Referências Bibliográficas

  1. American Psychiatric Association. (2022). DSM-5-TR: Manual Diagnóstico e Estatístico de Transtornos Mentais, 5ª edição – Revisão de Texto. Washington, DC: APA Publishing.
    ➤ Reforça a importância da exclusão de causas médicas antes do diagnóstico de TDAH.

  2. Camargos, W., & Hounie, A. G. (2005). Manual Clínico do Transtorno de Déficit de Atenção / Hiperatividade. Nova Lima: Editora Info.
    ➤ Discussão sobre diagnósticos diferenciais e comorbidades médicas no TDAH.

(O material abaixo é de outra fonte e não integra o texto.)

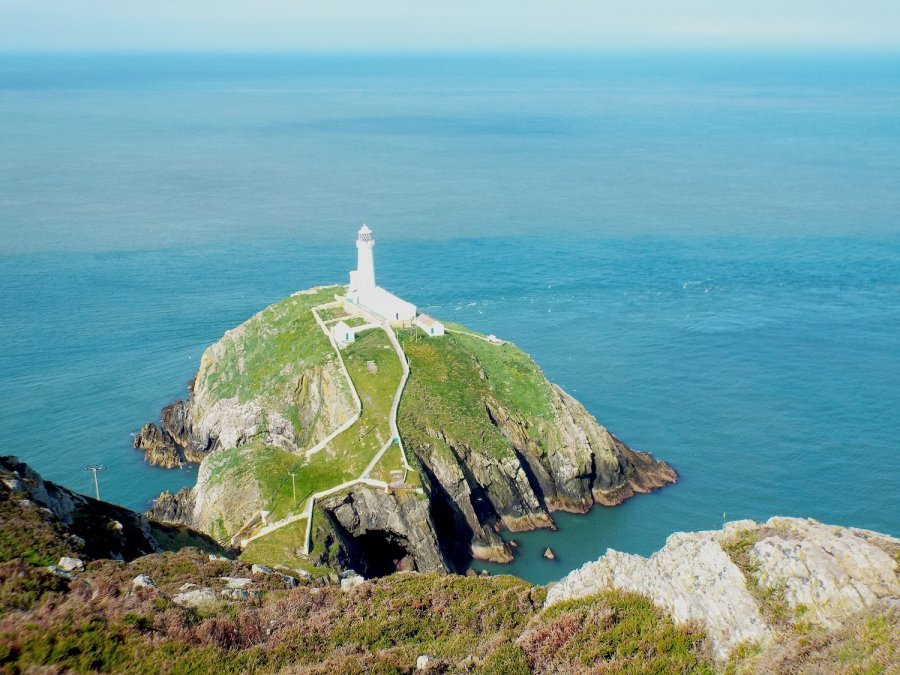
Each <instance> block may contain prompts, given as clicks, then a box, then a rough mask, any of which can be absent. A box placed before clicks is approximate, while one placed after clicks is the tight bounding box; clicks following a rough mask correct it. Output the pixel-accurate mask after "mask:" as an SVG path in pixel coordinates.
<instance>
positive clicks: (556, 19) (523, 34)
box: [0, 0, 900, 51]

  3. Riccio, C. A., Sullivan, J. R., & Cohen, M. J. (2010). Neuropsychological Assessment and Intervention for Childhood and Adolescent Disorders. Hoboken, NJ: John Wiley & Sons.
    ➤ Detalha os efeitos de condições como epilepsia, TCE e doenças endócrinas na cognição e comportamento infantil.

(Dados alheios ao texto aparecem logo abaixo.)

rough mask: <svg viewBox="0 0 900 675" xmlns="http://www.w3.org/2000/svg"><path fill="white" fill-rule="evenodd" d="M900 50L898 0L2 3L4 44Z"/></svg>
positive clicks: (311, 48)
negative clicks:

  4. Oliveira, R. M., Mograbi, D. C., & Charchat-Fichman, H. (2016). Normative data and evidence of validity for the Rey Auditory Verbal Learning Test, Verbal Fluency Test, and Stroop Test with Brazilian children. Psychology & Neuroscience, 9(1), 54–67.
    ➤ Estudo que relaciona desempenho cognitivo com idade e fatores neurológicos.

  5. Conzensa, R. M. (2020). Neurociência e Mindfulness: Meditação, equilíbrio emocional e plasticidade cerebral.
    ➤ Aborda mecanismos de autorregulação e cognição sob influência de fatores fisiológicos.

  6. Hutz, C. S., Bandeira, D. R., & Trentini, C. M. (2018). Avaliação Psicológica da Inteligência e da Personalidade. Porto Alegre: Artmed.
    ➤ Explica como condições clínicas e neurológicas impactam testes de atenção e inteligência.

  7. Yates, D. B., Silva, M. A., & Bandeira, D. R. (2019). Avaliação psicológica e desenvolvimento humano: Casos clínicos. São Paulo: Hogrefe CETEPP.
    ➤ Estudos de caso destacando dificuldades cognitivas influenciadas por variáveis médicas e ambientais.

  8. Fonseca, R. P. (2023). O papel das funções executivas na aprendizagem e no comportamento. Revista Neuroeducação, 42-50.
    ➤ Reforça o impacto das funções executivas na atenção e autorregulação, e como essas podem ser alteradas por quadros clínicos e emocionais.

  9. Almeida, K. M. (2019). Como avaliar em neuropsicologia do sono. São Paulo: Pearson Clinical Brasil.
    ➤ Evidencia como distúrbios do sono afetam funções executivas e mimetizam sintomas de TDAH.